In what should have been his freshman season, the big man was less Duke's savior than he was Duke's oversized cheerleader. He came out of the tunnel with the team on gameday, but he wasn't dressed to play. He stood powerless on the sidelines as his teammates finished the year 1-10, with no wins against Division I-A opponents. Meanwhile, Tauiliili, his boy from back in fifth grade, was a Freshman All-American.

"He might've felt the worst out of anybody, even the guys out there playing," Tauiliili says. "Losing hit him the hardest, because he knew that he could be out there helping."

Oghobaase should have been fuming-mad at his knee, mad at himself, mad at Duke-but the funny thing is, he wasn't. There should have been some dark nights when he should have decided to scrap the pressure of the whole "program savior" thing and just become some cog in the winning machine at Miami or Oklahoma or pretty much anywhere else-but there weren't. "I've never regretted my decision to come to Duke," he says. "Never."

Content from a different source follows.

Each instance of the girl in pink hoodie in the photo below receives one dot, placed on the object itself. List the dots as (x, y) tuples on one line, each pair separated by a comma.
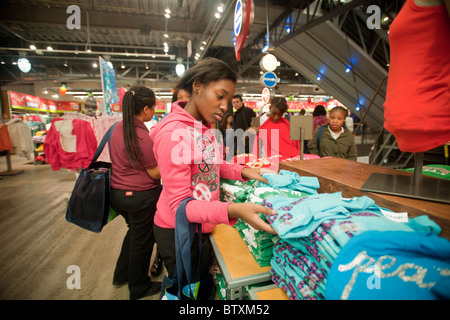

Which, when it comes down to it, is why you believe Oghobaase when he tells you that Duke Football is going places. "Right now we're just in the process-it's not going to happen overnight," he says. "You've got to establish a winner, then you can get more and more and more and more fans to come along with you. That's what we're trying to do here."

You believe he can take it somewhere. He of the gigantic body, the desire to make his own decisions and the drive and intelligence to carry out any plan. Maybe turning Duke Football into a winner is damn near impossible, but if anyone can do it, the big man will.